Arreola no es escritor de cuentos, novelas, obras de teatro o ensayos. Deforma los géneros; también los ve a través de su espejo roto. Sus escritos son fábulas, relatos, anécdotas, parábolas, diarios, farsas, aunque nunca se ajustan estrictamente a un solo género. La feria, por ejemplo, se dice novela pero en realidad es una colección de viñetas, la biografía de una ciudad o una colección de chismes regionales. Narra historias y las hace jirones. Todo lo fragmenta. Sus relatos rompen la continuidad narrativa porque no le interesa el proceso de la historia contada, sino cada uno de sus fragmentos. Le importa que nos detengamos en el detalle, que vayamos compartiendo con él los pedazos. En verdad sus textos son eso: vasijas rotas, tepalcates; las piezas de un reloj que tal vez nunca armemos. En el tiempo no importa la continuidad, sino el momento. En el espacio no importa el objeto completo, sino sus partes. Juan José Arreola es un verdadero minimalista del arte literario.

El hombre del siglo XX no percibe la realidad como un todo, sólo le es dado manejar fragmentos de esa realidad; es como el obrero que en la gran fábrica de automóviles le toca nada más poner las tuercas de las llantas. Arreola nos hace sentir con su literatura la ansiedad de este hombre fragmentado; la angustia de este ser deshecho, enajenado de su propia realidad.

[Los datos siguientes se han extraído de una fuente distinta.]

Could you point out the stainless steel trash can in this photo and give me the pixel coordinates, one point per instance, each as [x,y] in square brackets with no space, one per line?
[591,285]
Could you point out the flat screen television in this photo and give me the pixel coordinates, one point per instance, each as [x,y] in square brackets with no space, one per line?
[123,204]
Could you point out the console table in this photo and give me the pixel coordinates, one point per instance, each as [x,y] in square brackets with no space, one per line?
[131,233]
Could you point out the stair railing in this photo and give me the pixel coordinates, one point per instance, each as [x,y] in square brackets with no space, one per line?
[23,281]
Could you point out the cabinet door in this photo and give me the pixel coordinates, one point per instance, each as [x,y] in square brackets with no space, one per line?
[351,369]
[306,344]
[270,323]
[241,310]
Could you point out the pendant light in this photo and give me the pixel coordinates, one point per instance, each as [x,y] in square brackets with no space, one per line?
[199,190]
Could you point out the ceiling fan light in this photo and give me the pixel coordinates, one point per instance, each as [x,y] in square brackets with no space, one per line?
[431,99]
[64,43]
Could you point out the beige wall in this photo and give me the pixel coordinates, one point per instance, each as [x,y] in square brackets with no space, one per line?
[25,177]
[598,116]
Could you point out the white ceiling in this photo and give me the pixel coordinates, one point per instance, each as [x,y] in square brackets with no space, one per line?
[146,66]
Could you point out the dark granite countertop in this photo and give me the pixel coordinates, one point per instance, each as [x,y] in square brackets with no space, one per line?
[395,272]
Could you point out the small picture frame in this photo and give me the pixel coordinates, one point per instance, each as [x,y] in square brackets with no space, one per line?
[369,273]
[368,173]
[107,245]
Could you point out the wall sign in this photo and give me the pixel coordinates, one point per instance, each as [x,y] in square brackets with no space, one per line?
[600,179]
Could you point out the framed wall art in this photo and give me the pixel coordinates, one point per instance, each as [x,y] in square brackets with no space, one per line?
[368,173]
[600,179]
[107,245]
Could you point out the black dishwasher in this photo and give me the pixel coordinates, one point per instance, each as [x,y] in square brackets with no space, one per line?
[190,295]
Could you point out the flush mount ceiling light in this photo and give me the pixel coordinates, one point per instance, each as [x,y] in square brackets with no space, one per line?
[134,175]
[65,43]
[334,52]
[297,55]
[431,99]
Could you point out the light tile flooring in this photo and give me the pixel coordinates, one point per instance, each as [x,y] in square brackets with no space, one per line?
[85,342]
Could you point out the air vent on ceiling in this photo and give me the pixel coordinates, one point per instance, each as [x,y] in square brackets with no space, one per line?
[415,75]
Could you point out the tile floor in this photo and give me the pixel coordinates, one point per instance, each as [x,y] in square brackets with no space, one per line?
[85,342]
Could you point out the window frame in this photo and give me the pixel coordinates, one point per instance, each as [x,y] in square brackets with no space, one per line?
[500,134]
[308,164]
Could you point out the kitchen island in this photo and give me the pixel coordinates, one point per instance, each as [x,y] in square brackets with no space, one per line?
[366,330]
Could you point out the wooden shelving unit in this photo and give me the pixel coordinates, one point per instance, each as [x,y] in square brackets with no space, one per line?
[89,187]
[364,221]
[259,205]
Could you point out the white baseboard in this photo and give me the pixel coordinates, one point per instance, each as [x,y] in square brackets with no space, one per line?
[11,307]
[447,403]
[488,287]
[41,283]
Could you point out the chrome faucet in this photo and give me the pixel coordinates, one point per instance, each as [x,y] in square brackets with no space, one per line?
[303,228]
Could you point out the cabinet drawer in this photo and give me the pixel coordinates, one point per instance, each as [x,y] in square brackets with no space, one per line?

Nunca vemos en sus textos la mano de la naturaleza, vemos siempre la mano de la cultura; es decir, la realidad transformada por la mano del hombre. Su juego con las palabras es como el de los barrocos, artificial, artificioso, teatral, ingenioso, superficial, exhibicionista, ampuloso. Le gusta vestirse de ateo cuando en realidad es profundamente religioso. Se exhibe de misógino para no aparecer como amador de las mujeres. En su Bestiario no ve al animal mismo sino al hombre animalizado. Usa siempre anteojos para ver el mundo y se los cambia cada que los aires cambian. Literaturiza el mundo, lo deforma, se ríe de él. La sátira es su principal arma en la transformación del universo visible. La realidad tal cual es puede resultar decepcionante, gris, sosa y por eso hay que transformarla al precio que sea: vestirla de payaso y luego reírse de ella.

Los textos arreolanos son como esas cobijas hechos de pedacitos de múltiples colores. No hay una uniformidad de colores, son disparatados. No hay una uniformidad de texturas, van de lo suave a lo ríspido; de lo almidonado a lo güango. Pero ese es su más grande atractivo, su disparidad, su conformación disparatada. Y son así porque así quieren ser, porque son textos salidos de las manos de un artesano del lenguaje, de aquel que no fabrica objetos en serie, sino que hace de cada objeto una obra única e irrepetible.

Arreola es como el personaje de Chaplin, un vagabundo tierno y divertido, pero también a veces patético y conmovedor. Sus textos son como sus juegos de pantomima, nos hacen reír y llorar al mismo tiempo; su sabor es agridulce, como el que nos despierta el contemplar al personaje chaplinesco cuando en La edad de oro se come satisfecho una de sus botas. Vive Juan José Arreola cuando un nuevo lector llega a saborear sus textos, a masticarlos con paciencia infinita, con regocijo de vaca contenta.